Sempre nell’anno preso in considerazione dal Rapporto, gli Italiani hanno acquistato, nel loro complesso, poco più di 572mila tonnellate di prodotti ittici, con un calo del 7,6% rispetto alla punta di 619mila tonnellate del 2021, e ritornando sostanzialmente ai valori pre-Covid del 2019 (571mila tonnellate). Ma come si è suddivisa questa spesa? In volumi acquistati il 47% va al pesce fresco, il 24% alle conserve ittiche (si pensi, ad esempio, a tonno, acciughe, sardine, sgombri…), il 20% a surgelati confezionati, il 5% ad affumicati e secchi (si guardi al prevalente salmone, al pesce spada, allo stocco…), il 4% ai surgelati sfusi. In valore la quota del fresco sale al 51%, e pesa di più anche l’affumicato (9%), mentre le conserve scendono al 21%, i surgelati confezionati al 15%. In termini di valore nel 2022 si è speso l’1,8% in meno rispetto al 2021 che invece, così come il 2020, aveva segnato un incremento superiore al 6%.
A questo punto Ismea fa presente che in termini di volumi assoluti misurati in tonnellate il segmento “fresco” è quello che ha subito la maggiore contrazione, calando di oltre dieci punti percentuali (-10,7) dopo tre anni consecutivi di crescita tra i quali un +9,4% del 2021 sul 2020. Le 266mila tonnellate del 2022 si sono quasi riportate al dato pre-Covid del 2018 (260mila). Interessante notare che le conserve ittiche hanno mantenuto i livelli del 2021 (139mila tonnellate con un modestissimo calo dello 0.1%), allontanandosi però dalla fase dell’emergenza Covid-19 che indusse ad un accaparramento di scorte casalinghe: +4% nel 2020 giungendo a quota 146mila tonnellate. Analogo ragionamento per i surgelati, passati dalle 126mila tonnellate del 2020 alle 113mila del 2022 (contrazione dell’8,1% rispetto al 2021). Forte ridimensionamento per gli affumicati e secchi: -11,4% nel 2022 rispetto al 2021, con netta differenza rispetto ai tre consecutivi aumenti del triennio 2019-2021. Riassumiamo le performance 2022 in Italia dei singoli segmenti merceologici: pesce fresco 266.351 tonnellate; conserve ittiche 139.797 tonnellate; surgelati 113.890 t.; affumicati e secchi 27.485 t.

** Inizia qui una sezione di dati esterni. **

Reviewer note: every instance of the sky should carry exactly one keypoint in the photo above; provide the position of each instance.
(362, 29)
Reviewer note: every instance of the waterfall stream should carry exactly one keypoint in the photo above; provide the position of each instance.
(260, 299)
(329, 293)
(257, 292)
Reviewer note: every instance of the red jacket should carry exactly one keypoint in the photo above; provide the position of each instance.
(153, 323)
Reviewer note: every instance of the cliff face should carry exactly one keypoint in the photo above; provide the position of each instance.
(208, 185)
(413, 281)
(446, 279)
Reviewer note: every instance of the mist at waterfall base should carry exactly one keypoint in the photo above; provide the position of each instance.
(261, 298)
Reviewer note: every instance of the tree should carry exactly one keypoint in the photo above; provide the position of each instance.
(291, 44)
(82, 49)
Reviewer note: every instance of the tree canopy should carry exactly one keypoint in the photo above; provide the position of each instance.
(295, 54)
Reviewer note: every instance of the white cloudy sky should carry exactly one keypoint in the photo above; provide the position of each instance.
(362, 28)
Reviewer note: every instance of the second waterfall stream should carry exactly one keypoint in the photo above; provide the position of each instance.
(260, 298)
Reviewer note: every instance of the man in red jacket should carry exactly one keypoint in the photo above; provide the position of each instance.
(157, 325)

Solo un accenno alla dinamica degli acquisti dei prodotti ittici per canale distributivo. In volume i supermercati nel 2022 hanno conquistato quasi un quarto del totale, e cioè il 24%. A seguire gli ipermercati (23%), i tradizionali (23%), i discount (17%), i liberi servizi (cosiddetti superette, 13%). I canali tradizionali hanno subito una contrazione del 6,4% sul 2021. Nella distribuzione organizzata si segnala una generalizzata decrescita: supermercati (-8,5%), Ipermercati (-6,5%), discount (-5,6%). Aumentata la quota del libero servizio: +3,6%.
Chiudiamo con qualche numero sul segmento fresco. Nel 2022 sul totale di acquisti ittici il 63% ha riguardato i pesci, il 28% i molluschi, il 9% i crostacei. Comparti tutti in calo, tra il 7,5 e il 9,9%, sul 2021. C’è da segnalare, purtroppo, ma era prevedibile, che le famiglie ad alto reddito hanno consumato il 41% in più di specie ittiche fresche rispetto a quelle a basso reddito. Questa la suddivisione: alto reddito (16,1%), reddito medio (13,9%), reddito medio-basso (12,7%), basso reddito (11,4%). Inoltre nel periodo post-Covid tutte le famiglie tranne quelle ad alto reddito hanno ridimensionato il consumo di pesce fresco. E questa non è una bella notizia in quanto segnala l’aumento di differenze sociali nel Paese, anche se apre potenzialmente importanti spazi di mercato per il pesce azzurro e ancor di più per il cosiddetto “pesce povero”, in verità molto ricco sia sul piano nutrizionale sia su quello organolettico e del gusto.